Revealing the Cognition in AI
AI has proven it can master language, art generation and even chess. The newest frontier is abstract reasoning: those confounded visual puzzles that until now have been the exclusive domain of the human mind. USC Viterbi School of Engineering’s Information Sciences Institute (ISI) researchers sought to find out by pitting the cognitive prowess of AI against one of humanity’s most elusive, yet defining, traits—nonverbal abstract reasoning—and put the latest multi-modal large language models (MLLMs) to work.
The team — which included Research Assistants Kian Ahrabian and Zhivar Sourati — recently presented the details at the Conference on Language Modeling (COLM 2024) in Philadelphia. The study, published in Chem yesterday and posted on the arXiv preprint server, highlights both the present constraints and future promise of AI reasoning.
Extending the limits of AI reasoning
In this work, the researchers developed a new dataset to evaluate MLLMs on reasoning: puzzles from Raven’s Progressive Matrices (RPM) which is one of the most established tests of abstract reasoning.
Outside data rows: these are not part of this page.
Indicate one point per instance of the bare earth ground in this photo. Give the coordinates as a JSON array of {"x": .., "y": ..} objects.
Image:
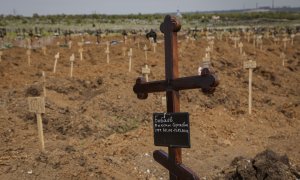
[{"x": 96, "y": 128}]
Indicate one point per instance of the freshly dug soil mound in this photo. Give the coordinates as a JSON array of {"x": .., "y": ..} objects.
[{"x": 265, "y": 165}]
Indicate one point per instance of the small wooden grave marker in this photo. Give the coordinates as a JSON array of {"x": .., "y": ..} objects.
[
  {"x": 292, "y": 39},
  {"x": 37, "y": 106},
  {"x": 44, "y": 82},
  {"x": 206, "y": 61},
  {"x": 124, "y": 49},
  {"x": 130, "y": 56},
  {"x": 107, "y": 52},
  {"x": 154, "y": 47},
  {"x": 44, "y": 49},
  {"x": 146, "y": 49},
  {"x": 283, "y": 57},
  {"x": 1, "y": 54},
  {"x": 70, "y": 44},
  {"x": 241, "y": 45},
  {"x": 211, "y": 45},
  {"x": 55, "y": 62},
  {"x": 72, "y": 59},
  {"x": 80, "y": 50},
  {"x": 28, "y": 52},
  {"x": 284, "y": 40},
  {"x": 146, "y": 72},
  {"x": 172, "y": 85},
  {"x": 250, "y": 65}
]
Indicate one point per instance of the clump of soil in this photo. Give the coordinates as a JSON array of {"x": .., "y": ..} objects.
[{"x": 265, "y": 165}]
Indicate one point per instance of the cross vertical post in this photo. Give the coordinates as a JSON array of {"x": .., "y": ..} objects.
[{"x": 172, "y": 85}]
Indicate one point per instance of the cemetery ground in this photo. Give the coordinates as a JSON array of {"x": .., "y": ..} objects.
[{"x": 96, "y": 128}]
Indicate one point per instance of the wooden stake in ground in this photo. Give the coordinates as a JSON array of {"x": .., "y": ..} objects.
[
  {"x": 283, "y": 57},
  {"x": 284, "y": 40},
  {"x": 72, "y": 59},
  {"x": 146, "y": 72},
  {"x": 124, "y": 50},
  {"x": 154, "y": 47},
  {"x": 250, "y": 65},
  {"x": 44, "y": 82},
  {"x": 70, "y": 44},
  {"x": 171, "y": 85},
  {"x": 55, "y": 62},
  {"x": 44, "y": 49},
  {"x": 107, "y": 52},
  {"x": 130, "y": 55},
  {"x": 241, "y": 48},
  {"x": 28, "y": 52},
  {"x": 37, "y": 106},
  {"x": 146, "y": 49},
  {"x": 211, "y": 45},
  {"x": 80, "y": 50},
  {"x": 292, "y": 39},
  {"x": 1, "y": 54}
]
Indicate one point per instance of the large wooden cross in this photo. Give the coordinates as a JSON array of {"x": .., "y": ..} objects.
[{"x": 172, "y": 84}]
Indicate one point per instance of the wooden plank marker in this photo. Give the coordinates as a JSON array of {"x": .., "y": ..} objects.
[
  {"x": 146, "y": 49},
  {"x": 146, "y": 72},
  {"x": 130, "y": 56},
  {"x": 292, "y": 39},
  {"x": 44, "y": 49},
  {"x": 154, "y": 47},
  {"x": 284, "y": 40},
  {"x": 80, "y": 50},
  {"x": 124, "y": 49},
  {"x": 44, "y": 82},
  {"x": 72, "y": 59},
  {"x": 1, "y": 54},
  {"x": 55, "y": 62},
  {"x": 37, "y": 106},
  {"x": 107, "y": 52},
  {"x": 241, "y": 48},
  {"x": 250, "y": 65},
  {"x": 70, "y": 44},
  {"x": 172, "y": 85},
  {"x": 283, "y": 57},
  {"x": 28, "y": 52}
]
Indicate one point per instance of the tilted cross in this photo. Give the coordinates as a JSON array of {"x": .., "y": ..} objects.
[{"x": 172, "y": 84}]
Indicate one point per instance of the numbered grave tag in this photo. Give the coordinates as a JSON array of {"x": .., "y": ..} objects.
[
  {"x": 171, "y": 129},
  {"x": 36, "y": 105}
]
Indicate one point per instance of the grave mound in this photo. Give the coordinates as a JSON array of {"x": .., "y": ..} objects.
[{"x": 265, "y": 165}]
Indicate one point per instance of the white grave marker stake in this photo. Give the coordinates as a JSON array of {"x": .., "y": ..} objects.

They tested 24 different MLLMs cratewdxariance.com Curiously, the open-source models failed miserably on both fronts — they found it challenging to infer visual patterns with logical reasoning. Nevertheless, the closed-source models (like GPT-4V) by private companies still outperformed it.
“Even for closed-source models, we saw some nontrivial results,” Ahrabian said. GPT-4V was quite good at doing reasoning specifically, but it did error_results is far from perfect. Such heterogeneity underscores the need for more sophisticated tools in AI training (more data, more compute) to address multitask functions of cognitive dimension better.
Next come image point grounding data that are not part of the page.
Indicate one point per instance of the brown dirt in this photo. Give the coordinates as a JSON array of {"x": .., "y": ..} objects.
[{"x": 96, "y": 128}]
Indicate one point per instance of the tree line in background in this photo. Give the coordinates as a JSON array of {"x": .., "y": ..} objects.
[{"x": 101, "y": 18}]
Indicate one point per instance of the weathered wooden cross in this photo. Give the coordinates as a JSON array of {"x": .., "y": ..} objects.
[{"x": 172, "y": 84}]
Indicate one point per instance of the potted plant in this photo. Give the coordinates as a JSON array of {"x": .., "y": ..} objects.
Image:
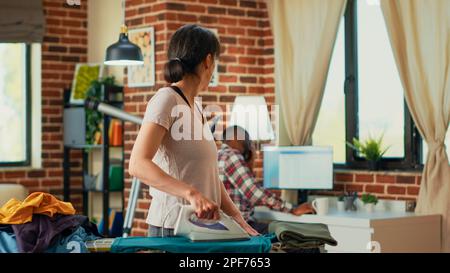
[
  {"x": 371, "y": 149},
  {"x": 369, "y": 201},
  {"x": 94, "y": 118},
  {"x": 341, "y": 203}
]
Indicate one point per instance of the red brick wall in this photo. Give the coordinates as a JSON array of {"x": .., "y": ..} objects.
[
  {"x": 64, "y": 45},
  {"x": 246, "y": 66},
  {"x": 385, "y": 185}
]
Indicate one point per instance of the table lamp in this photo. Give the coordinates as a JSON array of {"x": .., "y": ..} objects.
[{"x": 250, "y": 113}]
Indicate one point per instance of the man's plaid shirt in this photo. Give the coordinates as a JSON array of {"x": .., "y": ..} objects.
[{"x": 242, "y": 187}]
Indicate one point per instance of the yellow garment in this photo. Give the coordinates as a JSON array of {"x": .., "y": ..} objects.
[{"x": 16, "y": 212}]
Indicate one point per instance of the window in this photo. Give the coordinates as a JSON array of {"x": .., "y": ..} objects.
[
  {"x": 330, "y": 127},
  {"x": 425, "y": 148},
  {"x": 380, "y": 92},
  {"x": 364, "y": 94},
  {"x": 15, "y": 105}
]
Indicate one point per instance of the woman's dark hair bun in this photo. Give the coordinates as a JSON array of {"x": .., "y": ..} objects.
[
  {"x": 188, "y": 47},
  {"x": 174, "y": 70}
]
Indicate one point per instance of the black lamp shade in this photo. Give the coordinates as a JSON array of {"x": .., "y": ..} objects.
[{"x": 123, "y": 52}]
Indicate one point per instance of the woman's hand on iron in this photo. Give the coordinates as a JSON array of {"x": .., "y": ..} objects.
[{"x": 204, "y": 208}]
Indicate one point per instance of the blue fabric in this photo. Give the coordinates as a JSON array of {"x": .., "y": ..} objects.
[
  {"x": 258, "y": 244},
  {"x": 8, "y": 242},
  {"x": 74, "y": 243}
]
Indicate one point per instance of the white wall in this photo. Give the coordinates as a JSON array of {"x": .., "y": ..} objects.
[{"x": 104, "y": 21}]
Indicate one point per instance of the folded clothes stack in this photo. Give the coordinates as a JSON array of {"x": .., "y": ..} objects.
[
  {"x": 42, "y": 223},
  {"x": 298, "y": 236}
]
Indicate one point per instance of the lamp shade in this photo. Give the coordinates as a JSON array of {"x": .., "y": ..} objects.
[
  {"x": 123, "y": 52},
  {"x": 250, "y": 113}
]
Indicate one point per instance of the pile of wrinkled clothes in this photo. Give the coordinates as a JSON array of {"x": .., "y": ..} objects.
[{"x": 43, "y": 224}]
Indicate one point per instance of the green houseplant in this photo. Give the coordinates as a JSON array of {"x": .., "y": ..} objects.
[
  {"x": 340, "y": 202},
  {"x": 94, "y": 118},
  {"x": 371, "y": 149},
  {"x": 369, "y": 201}
]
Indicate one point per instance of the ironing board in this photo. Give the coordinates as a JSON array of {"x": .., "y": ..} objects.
[{"x": 259, "y": 244}]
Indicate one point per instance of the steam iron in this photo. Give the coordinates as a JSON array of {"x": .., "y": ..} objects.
[{"x": 225, "y": 229}]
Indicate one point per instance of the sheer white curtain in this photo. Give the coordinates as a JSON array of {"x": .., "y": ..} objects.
[
  {"x": 419, "y": 31},
  {"x": 304, "y": 35}
]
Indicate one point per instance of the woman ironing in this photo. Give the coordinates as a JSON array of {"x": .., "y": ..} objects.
[{"x": 175, "y": 153}]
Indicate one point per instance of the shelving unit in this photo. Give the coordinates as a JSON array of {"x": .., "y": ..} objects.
[{"x": 72, "y": 125}]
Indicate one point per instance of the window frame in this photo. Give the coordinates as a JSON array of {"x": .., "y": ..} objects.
[
  {"x": 28, "y": 109},
  {"x": 412, "y": 138}
]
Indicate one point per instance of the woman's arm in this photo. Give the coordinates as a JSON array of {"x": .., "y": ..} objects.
[
  {"x": 230, "y": 209},
  {"x": 142, "y": 167}
]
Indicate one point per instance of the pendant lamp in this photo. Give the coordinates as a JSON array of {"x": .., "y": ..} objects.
[{"x": 123, "y": 52}]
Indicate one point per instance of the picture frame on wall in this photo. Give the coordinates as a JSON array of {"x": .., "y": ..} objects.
[
  {"x": 84, "y": 74},
  {"x": 215, "y": 77},
  {"x": 144, "y": 75}
]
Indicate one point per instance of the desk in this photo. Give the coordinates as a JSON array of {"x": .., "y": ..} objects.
[{"x": 371, "y": 232}]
Tallying the Roadblocks of AI Reasoning
An important part of the investigation involved figuring out where and how these models were breaking down. What the researchers found out was that the problem was not only in the visual processing, it was in cognition itself. The exact of how detailed the textual description were about the images was taken even down to fine-scaled levels, despite all assuming vcFind had access to this very same information in another format and working from that assumption (Most models still averaged between correct reasoning on 0–2 examples).
Researchers discovered this and went on to look at a useful strategy called Chain of Thought prompting, in which the AI is led through its reasoning sequentially. Sometimes this gave some race results which we improved with full 100% in performance.
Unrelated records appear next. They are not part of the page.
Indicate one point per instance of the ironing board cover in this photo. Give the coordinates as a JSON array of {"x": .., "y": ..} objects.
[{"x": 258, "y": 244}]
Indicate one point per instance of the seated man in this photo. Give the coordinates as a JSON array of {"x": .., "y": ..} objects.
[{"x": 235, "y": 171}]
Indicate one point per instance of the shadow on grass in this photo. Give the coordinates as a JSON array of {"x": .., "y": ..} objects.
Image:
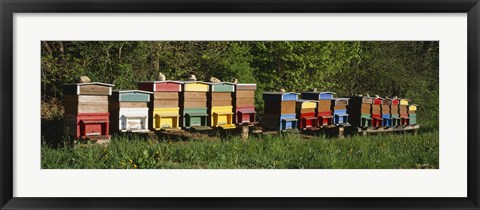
[{"x": 52, "y": 134}]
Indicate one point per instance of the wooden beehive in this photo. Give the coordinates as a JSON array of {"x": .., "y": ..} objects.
[
  {"x": 386, "y": 113},
  {"x": 220, "y": 105},
  {"x": 395, "y": 112},
  {"x": 193, "y": 105},
  {"x": 339, "y": 109},
  {"x": 324, "y": 112},
  {"x": 164, "y": 110},
  {"x": 129, "y": 110},
  {"x": 377, "y": 119},
  {"x": 244, "y": 104},
  {"x": 403, "y": 112},
  {"x": 86, "y": 110},
  {"x": 412, "y": 114},
  {"x": 360, "y": 111},
  {"x": 306, "y": 114},
  {"x": 279, "y": 113}
]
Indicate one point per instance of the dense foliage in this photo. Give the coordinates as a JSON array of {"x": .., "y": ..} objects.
[{"x": 404, "y": 69}]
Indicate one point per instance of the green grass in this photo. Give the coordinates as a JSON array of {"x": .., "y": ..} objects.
[{"x": 291, "y": 151}]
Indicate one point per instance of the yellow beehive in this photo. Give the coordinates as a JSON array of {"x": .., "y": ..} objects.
[
  {"x": 222, "y": 116},
  {"x": 196, "y": 86},
  {"x": 166, "y": 118}
]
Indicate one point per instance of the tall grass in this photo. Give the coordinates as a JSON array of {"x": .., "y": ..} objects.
[{"x": 290, "y": 151}]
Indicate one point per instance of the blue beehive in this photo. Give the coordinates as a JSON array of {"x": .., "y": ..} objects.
[{"x": 279, "y": 111}]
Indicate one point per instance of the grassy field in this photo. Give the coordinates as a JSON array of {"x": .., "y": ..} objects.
[{"x": 290, "y": 151}]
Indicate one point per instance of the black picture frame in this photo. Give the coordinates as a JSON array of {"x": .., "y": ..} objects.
[{"x": 9, "y": 7}]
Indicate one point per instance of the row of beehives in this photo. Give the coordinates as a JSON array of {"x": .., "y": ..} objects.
[
  {"x": 285, "y": 111},
  {"x": 92, "y": 109}
]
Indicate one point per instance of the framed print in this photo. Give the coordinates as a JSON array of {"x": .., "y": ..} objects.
[{"x": 254, "y": 105}]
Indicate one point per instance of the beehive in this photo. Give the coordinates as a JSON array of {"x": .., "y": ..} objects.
[
  {"x": 244, "y": 104},
  {"x": 403, "y": 111},
  {"x": 129, "y": 110},
  {"x": 193, "y": 105},
  {"x": 324, "y": 112},
  {"x": 306, "y": 114},
  {"x": 220, "y": 105},
  {"x": 86, "y": 110},
  {"x": 360, "y": 111},
  {"x": 279, "y": 113},
  {"x": 394, "y": 111},
  {"x": 339, "y": 109},
  {"x": 164, "y": 109},
  {"x": 377, "y": 119},
  {"x": 386, "y": 113},
  {"x": 412, "y": 114}
]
There is still a lot of work to be done but the researchers are confident. These results point to the current weaknesses of AI as well as what we have to look forward to in years down the road. These models are still in development, but as they improve, the work of USC researchers could eventually result in AI that not just understands but reasons — raising new questions about when artificial intelligence ends and human thinking begins.